ECLI:NL:CRVB:2018:1008
Centrale Raad van Beroep
- Hoger beroep
- Rechtspraak.nl
Hoger beroep inzake vaststelling aflossingsbedrag bijstandsverlening en beslagvrije voet
Op 3 april 2018 heeft de Centrale Raad van Beroep uitspraak gedaan in een hoger beroep tegen een eerdere uitspraak van de rechtbank Limburg. De zaak betreft een appellant die bijstand ontvangt op basis van de Wet werk en bijstand (WWB) en die in verband met een schuld aan het college van burgemeester en wethouders van Maastricht maandelijks bedragen op zijn bijstandsuitkering ingehouden zag. Appellant verzocht de gemeente om de ingehouden bedragen te verlagen, omdat deze meer dan 10% van zijn uitkering bedroegen. Het college verlaagde het bedrag van de maandelijkse inhouding, maar weigerde om dit met terugwerkende kracht te doen, omdat appellant de benodigde financiële gegevens pas in de bezwaarfase had overgelegd.
De rechtbank verklaarde het beroep van appellant tegen het bestreden besluit ongegrond. In hoger beroep heeft appellant zich tegen deze uitspraak gekeerd, waarbij het geschil zich beperkte tot de ingangsdatum van de aanpassing van de beslagvrije voet. De Raad overwoog dat het college pas na ontvangst van de benodigde gegevens van appellant, die op 10 december 2014 werden overgelegd, de beslagvrije voet kon herberekenen.

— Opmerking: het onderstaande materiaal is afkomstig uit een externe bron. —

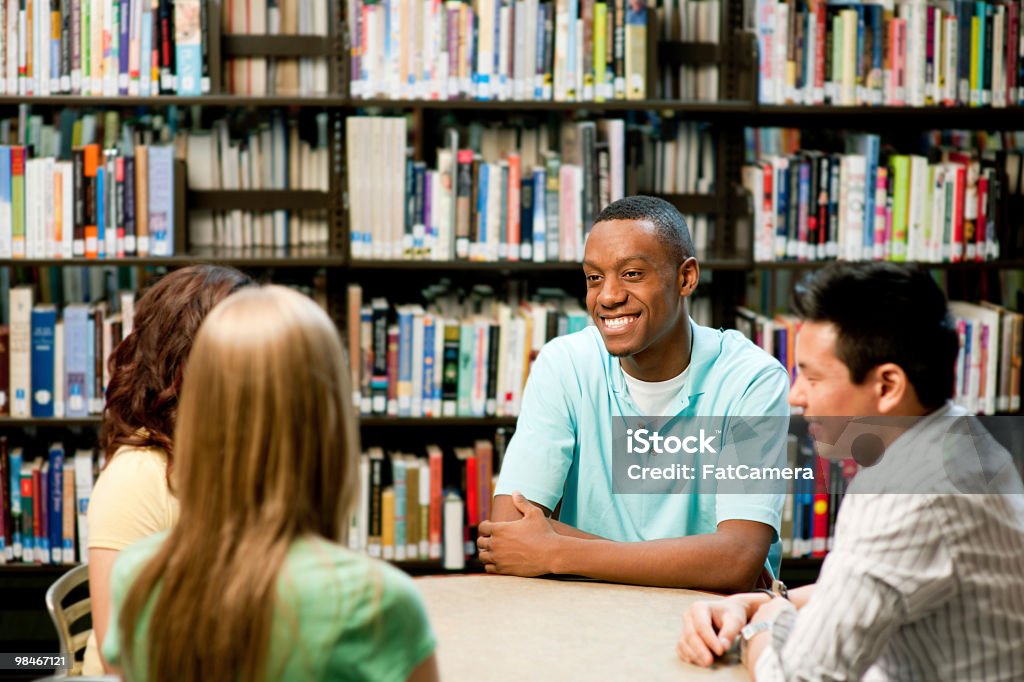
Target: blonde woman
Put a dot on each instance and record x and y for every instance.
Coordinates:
(252, 583)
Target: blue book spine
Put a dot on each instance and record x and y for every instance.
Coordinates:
(76, 360)
(90, 373)
(572, 88)
(541, 46)
(404, 363)
(496, 69)
(398, 469)
(981, 11)
(44, 318)
(101, 211)
(123, 51)
(56, 503)
(463, 400)
(804, 205)
(429, 364)
(162, 200)
(481, 209)
(878, 38)
(145, 60)
(6, 224)
(782, 206)
(187, 47)
(540, 219)
(42, 493)
(871, 146)
(14, 462)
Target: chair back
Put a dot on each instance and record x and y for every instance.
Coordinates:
(65, 616)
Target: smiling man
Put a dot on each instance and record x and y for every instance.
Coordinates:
(643, 356)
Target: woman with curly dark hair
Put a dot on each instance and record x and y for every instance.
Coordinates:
(132, 499)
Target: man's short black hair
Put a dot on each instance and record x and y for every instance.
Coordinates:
(886, 312)
(670, 226)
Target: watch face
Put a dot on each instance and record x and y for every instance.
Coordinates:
(752, 629)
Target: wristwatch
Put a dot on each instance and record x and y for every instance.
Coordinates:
(750, 631)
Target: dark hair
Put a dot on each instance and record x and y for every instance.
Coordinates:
(668, 221)
(147, 367)
(886, 312)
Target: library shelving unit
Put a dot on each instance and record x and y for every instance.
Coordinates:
(729, 261)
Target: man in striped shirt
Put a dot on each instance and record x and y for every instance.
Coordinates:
(926, 578)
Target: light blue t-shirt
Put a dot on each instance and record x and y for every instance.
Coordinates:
(561, 450)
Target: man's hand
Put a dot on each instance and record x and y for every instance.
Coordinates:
(520, 548)
(709, 628)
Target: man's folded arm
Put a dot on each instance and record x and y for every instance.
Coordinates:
(728, 560)
(502, 509)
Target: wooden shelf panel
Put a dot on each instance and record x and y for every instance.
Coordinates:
(795, 116)
(680, 52)
(506, 267)
(442, 422)
(298, 46)
(268, 257)
(1004, 264)
(258, 200)
(55, 422)
(679, 105)
(219, 99)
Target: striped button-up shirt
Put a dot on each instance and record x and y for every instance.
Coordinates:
(920, 585)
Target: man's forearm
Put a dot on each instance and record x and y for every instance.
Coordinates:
(705, 562)
(571, 530)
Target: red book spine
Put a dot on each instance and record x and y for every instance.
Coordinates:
(956, 250)
(392, 371)
(980, 228)
(436, 480)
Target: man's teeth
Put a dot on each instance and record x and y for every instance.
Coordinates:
(619, 323)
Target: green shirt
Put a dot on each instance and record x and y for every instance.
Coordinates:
(340, 615)
(562, 448)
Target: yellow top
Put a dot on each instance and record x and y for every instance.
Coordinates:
(129, 502)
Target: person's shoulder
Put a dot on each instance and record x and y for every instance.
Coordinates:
(132, 458)
(317, 555)
(737, 353)
(131, 559)
(579, 351)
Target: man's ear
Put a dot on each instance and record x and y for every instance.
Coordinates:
(891, 386)
(688, 276)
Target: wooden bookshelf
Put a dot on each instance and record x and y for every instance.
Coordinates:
(48, 422)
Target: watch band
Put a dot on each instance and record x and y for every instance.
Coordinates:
(750, 631)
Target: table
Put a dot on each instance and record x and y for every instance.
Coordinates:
(505, 628)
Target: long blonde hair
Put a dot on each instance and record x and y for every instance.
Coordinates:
(266, 448)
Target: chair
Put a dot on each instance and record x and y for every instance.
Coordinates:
(66, 616)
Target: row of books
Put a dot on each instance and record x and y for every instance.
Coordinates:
(511, 194)
(421, 508)
(98, 204)
(85, 185)
(271, 155)
(43, 504)
(967, 52)
(104, 47)
(691, 22)
(280, 76)
(55, 366)
(450, 357)
(988, 367)
(873, 205)
(810, 509)
(565, 50)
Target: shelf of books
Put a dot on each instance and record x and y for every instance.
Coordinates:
(95, 51)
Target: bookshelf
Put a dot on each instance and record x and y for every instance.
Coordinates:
(730, 264)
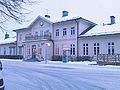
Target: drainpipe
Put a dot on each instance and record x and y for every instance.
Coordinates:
(77, 22)
(17, 44)
(53, 39)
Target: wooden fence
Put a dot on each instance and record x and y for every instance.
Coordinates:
(106, 59)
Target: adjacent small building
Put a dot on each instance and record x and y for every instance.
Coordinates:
(48, 38)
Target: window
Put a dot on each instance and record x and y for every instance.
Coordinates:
(41, 33)
(20, 37)
(4, 51)
(85, 49)
(96, 48)
(28, 50)
(36, 33)
(111, 50)
(10, 50)
(57, 50)
(20, 50)
(13, 50)
(72, 30)
(64, 31)
(39, 51)
(57, 32)
(72, 49)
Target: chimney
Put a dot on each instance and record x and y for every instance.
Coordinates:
(64, 13)
(112, 20)
(47, 16)
(6, 35)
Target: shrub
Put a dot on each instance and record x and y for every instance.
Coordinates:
(84, 58)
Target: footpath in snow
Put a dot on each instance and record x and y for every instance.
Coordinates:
(20, 75)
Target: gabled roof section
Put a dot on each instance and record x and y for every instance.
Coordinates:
(103, 30)
(29, 26)
(53, 21)
(68, 18)
(40, 17)
(8, 41)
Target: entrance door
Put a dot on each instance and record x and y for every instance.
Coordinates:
(33, 51)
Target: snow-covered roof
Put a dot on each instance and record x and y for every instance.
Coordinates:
(103, 30)
(52, 20)
(8, 41)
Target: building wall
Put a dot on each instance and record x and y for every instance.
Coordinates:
(39, 28)
(65, 41)
(103, 44)
(5, 49)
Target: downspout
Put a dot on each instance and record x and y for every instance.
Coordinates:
(53, 39)
(77, 22)
(17, 44)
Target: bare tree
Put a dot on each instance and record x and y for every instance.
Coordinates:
(13, 9)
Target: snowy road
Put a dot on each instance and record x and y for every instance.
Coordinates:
(36, 76)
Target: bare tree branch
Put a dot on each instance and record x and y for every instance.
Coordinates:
(13, 9)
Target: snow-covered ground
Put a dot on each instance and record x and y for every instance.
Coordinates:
(20, 75)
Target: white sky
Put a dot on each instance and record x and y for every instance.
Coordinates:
(97, 11)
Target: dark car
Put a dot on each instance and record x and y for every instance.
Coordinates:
(1, 78)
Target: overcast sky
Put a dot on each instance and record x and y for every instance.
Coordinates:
(97, 11)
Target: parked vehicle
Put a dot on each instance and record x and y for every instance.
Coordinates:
(1, 78)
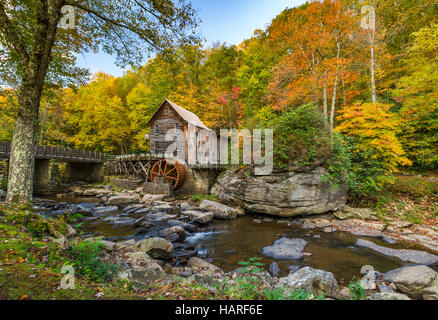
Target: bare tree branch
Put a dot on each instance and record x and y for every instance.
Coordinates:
(11, 34)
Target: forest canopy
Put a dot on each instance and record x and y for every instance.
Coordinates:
(377, 87)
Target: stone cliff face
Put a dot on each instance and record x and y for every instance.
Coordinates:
(284, 194)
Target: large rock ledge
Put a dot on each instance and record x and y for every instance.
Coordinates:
(284, 194)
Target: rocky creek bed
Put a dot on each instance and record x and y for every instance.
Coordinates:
(184, 239)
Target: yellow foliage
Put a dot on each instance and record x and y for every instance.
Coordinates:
(375, 128)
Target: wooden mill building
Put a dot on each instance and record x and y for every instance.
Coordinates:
(171, 116)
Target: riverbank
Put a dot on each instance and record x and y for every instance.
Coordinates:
(156, 261)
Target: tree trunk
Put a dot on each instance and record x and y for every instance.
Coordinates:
(43, 122)
(22, 160)
(335, 87)
(324, 97)
(373, 80)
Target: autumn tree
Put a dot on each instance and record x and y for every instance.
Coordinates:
(317, 36)
(375, 130)
(34, 48)
(417, 92)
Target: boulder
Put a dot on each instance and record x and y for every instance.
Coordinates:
(286, 249)
(274, 269)
(157, 248)
(142, 259)
(142, 223)
(311, 280)
(102, 210)
(95, 192)
(220, 211)
(356, 213)
(284, 194)
(388, 296)
(414, 256)
(122, 200)
(176, 230)
(186, 226)
(153, 197)
(108, 245)
(203, 267)
(199, 217)
(167, 208)
(417, 282)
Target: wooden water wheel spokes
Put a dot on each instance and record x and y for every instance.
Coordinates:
(172, 170)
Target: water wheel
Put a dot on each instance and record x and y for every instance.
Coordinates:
(172, 170)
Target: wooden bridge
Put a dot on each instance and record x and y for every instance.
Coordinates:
(148, 167)
(58, 153)
(80, 166)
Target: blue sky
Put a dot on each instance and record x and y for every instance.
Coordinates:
(230, 21)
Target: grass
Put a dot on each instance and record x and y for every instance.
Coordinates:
(31, 267)
(4, 183)
(356, 290)
(410, 198)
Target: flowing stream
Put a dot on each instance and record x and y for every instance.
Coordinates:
(225, 243)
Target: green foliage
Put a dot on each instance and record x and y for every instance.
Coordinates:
(249, 285)
(414, 186)
(3, 183)
(85, 257)
(302, 138)
(356, 290)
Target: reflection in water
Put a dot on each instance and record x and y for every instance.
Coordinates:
(243, 238)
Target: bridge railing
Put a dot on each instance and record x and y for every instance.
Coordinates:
(64, 154)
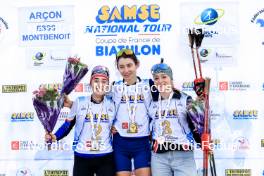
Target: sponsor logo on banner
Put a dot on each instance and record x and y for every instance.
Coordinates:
(27, 145)
(14, 88)
(204, 53)
(22, 117)
(223, 85)
(250, 114)
(233, 86)
(258, 20)
(56, 173)
(3, 28)
(218, 55)
(238, 172)
(38, 58)
(45, 26)
(134, 27)
(241, 143)
(187, 86)
(14, 145)
(214, 115)
(47, 57)
(209, 17)
(23, 172)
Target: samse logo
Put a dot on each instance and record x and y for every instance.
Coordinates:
(128, 14)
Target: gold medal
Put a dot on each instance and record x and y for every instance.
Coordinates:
(95, 145)
(133, 128)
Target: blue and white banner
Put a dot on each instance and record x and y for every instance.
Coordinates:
(45, 26)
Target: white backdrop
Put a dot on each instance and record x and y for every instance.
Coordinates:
(37, 36)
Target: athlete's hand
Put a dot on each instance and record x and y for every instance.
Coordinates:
(113, 130)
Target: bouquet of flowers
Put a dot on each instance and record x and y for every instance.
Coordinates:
(46, 104)
(196, 114)
(74, 72)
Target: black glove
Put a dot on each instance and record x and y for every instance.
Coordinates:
(199, 85)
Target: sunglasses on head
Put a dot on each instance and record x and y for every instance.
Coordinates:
(126, 51)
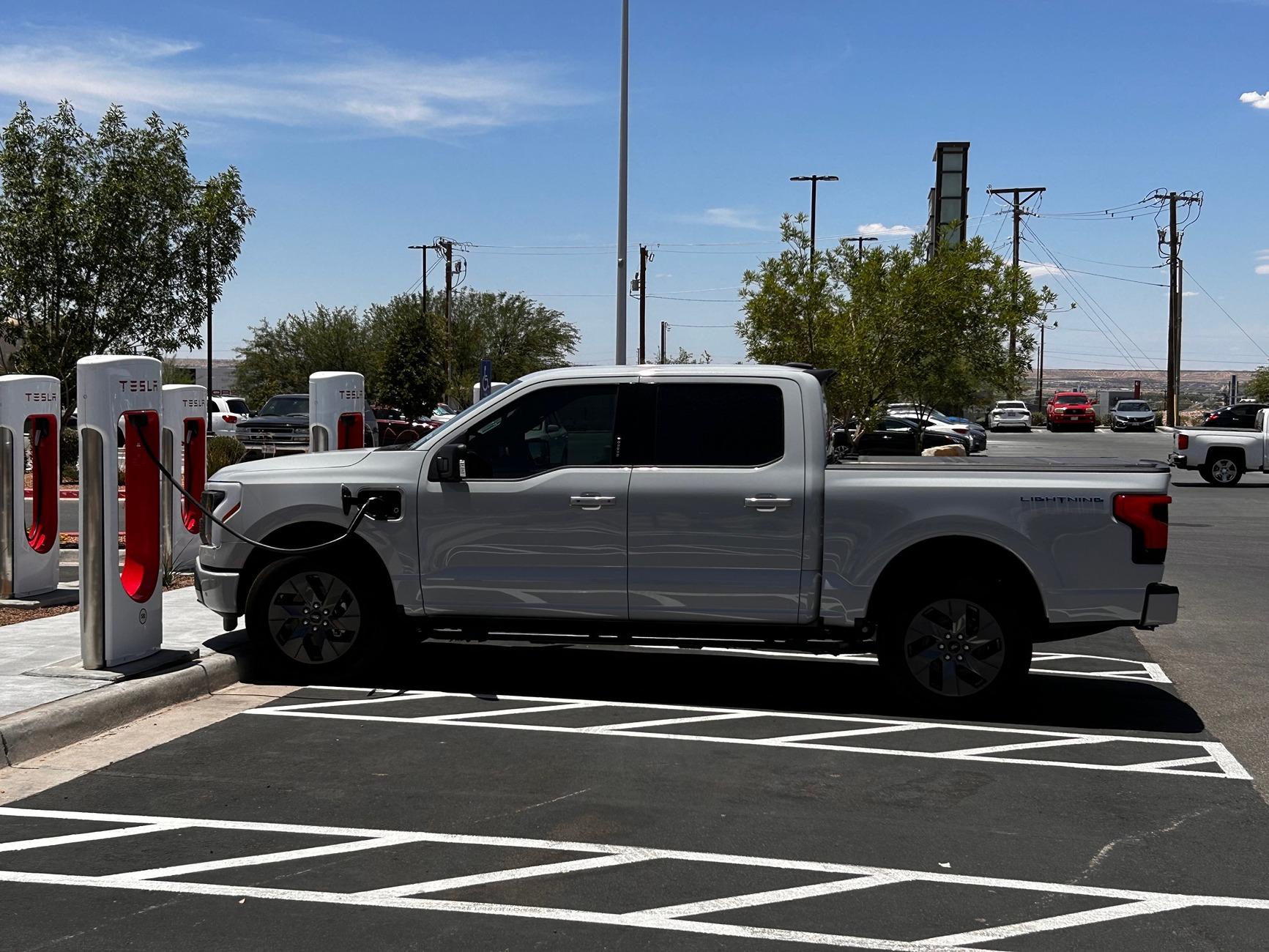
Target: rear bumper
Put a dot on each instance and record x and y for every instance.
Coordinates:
(216, 590)
(1160, 606)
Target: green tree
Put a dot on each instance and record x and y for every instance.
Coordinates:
(1258, 385)
(277, 358)
(518, 334)
(104, 240)
(895, 324)
(412, 371)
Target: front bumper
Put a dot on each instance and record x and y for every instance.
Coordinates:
(1160, 606)
(216, 590)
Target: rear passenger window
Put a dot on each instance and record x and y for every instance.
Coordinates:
(718, 424)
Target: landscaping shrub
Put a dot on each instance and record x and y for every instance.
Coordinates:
(223, 451)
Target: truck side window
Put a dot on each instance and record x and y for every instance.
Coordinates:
(718, 424)
(543, 431)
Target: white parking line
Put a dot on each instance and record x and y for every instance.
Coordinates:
(1206, 752)
(1121, 903)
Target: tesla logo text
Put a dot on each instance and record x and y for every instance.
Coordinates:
(1063, 499)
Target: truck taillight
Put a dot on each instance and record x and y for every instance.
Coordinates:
(1147, 518)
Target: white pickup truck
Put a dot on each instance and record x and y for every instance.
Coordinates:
(685, 503)
(1220, 455)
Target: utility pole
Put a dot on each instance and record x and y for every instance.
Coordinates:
(1173, 239)
(810, 304)
(623, 149)
(447, 248)
(640, 286)
(860, 240)
(1019, 200)
(424, 249)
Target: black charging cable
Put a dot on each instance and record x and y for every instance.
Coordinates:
(363, 505)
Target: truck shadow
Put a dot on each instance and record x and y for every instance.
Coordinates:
(800, 683)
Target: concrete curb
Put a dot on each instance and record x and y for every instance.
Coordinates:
(40, 730)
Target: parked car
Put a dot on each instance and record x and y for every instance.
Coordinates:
(649, 518)
(1070, 409)
(226, 414)
(1241, 417)
(895, 436)
(1222, 456)
(395, 425)
(933, 419)
(1132, 415)
(1009, 413)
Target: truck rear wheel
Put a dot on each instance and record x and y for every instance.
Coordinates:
(962, 645)
(1222, 471)
(313, 617)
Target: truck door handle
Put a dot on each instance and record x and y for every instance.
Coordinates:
(767, 505)
(592, 502)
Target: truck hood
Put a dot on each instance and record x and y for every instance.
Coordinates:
(297, 422)
(334, 460)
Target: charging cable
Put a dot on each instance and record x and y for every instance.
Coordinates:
(363, 505)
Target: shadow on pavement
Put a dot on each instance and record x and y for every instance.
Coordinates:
(710, 680)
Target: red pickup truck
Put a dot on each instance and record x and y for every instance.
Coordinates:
(1069, 409)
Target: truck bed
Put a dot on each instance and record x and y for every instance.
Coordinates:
(1018, 464)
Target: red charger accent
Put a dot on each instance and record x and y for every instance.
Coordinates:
(351, 432)
(141, 559)
(45, 479)
(195, 470)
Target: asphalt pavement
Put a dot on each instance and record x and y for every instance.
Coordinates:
(516, 797)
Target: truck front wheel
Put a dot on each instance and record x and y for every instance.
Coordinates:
(313, 617)
(956, 647)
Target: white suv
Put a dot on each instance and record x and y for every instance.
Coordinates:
(226, 413)
(1009, 413)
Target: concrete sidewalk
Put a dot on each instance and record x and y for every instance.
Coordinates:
(47, 699)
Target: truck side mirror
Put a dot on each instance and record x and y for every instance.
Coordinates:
(452, 462)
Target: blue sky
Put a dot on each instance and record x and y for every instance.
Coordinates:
(362, 128)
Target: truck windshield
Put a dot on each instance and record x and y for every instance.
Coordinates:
(461, 415)
(286, 406)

De Raad concludeerde dat het college correct had gehandeld door de aanpassing van de beslagvrije voet met ingang van 1 december 2014 door te voeren, en dat appellant zelf verantwoordelijk was voor het tijdig aanleveren van de benodigde informatie.
De Centrale Raad van Beroep bevestigde de aangevallen uitspraak en oordeelde dat er geen aanleiding was voor een veroordeling in de proceskosten.